Novel Highly Potent and Selective Sigma1 Receptor Antagonists Effectively Block the Binge Eating Episode in Female Rats.
Carlo CifaniEmanuela Micioni Di BonaventuraLuca BotticelliFabio Del BelloGianfabio GiorgioniPegi PavletićAlessandro PiergentiliWilma QuagliaAlessandro BonifaziDirk SchepmannBernhard WünschVistoli GiulioMaria Vittoria Micioni Di BonaventuraPublished in: ACS chemical neuroscience (2020)

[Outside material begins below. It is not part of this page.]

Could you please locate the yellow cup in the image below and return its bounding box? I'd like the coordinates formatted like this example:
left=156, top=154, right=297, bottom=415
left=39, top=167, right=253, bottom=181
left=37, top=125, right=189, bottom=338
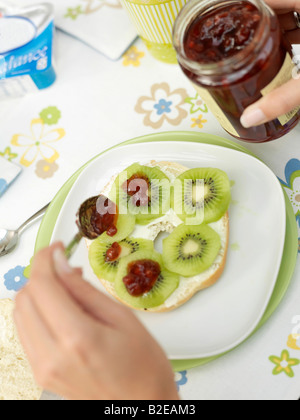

In this paper, the benzo-cracking approach was applied to the potent sigma1 (σ1) receptor antagonist 1 to afford the less conformationally constrained 1,3-dioxane derivatives 2 and 3. To evaluate the effect of the increase in the distance between the two hydrophobic structural elements that flank the basic function, the cis and trans diastereomers of 4 and 5 were also prepared and studied. Compounds 2 and 3 showed affinity values at the σ1 receptor significantly higher than that of the lead compound 1. In particular, 3 displayed unprecedented selectivity over the σ2 receptor, the phencyclidine site of the NMDA receptor, and opioid receptor subtypes, as well as over the dopamine transporter. Docking results supported the structure-activity relationship studies. Due to its interesting biological profile, derivative 3, selected for an in vivo study in a validated preclinical model of binge eating, was able to counteract the overeating of palatable food only in binging rats, without affecting palatable food intake in the control group and anxiety-like and depression-related behaviors in female rats. This result strengthened the involvement of the σ1 receptor in the compulsive-like eating behavior and supported the σ1 receptor as a promising target for the management of eating disorders.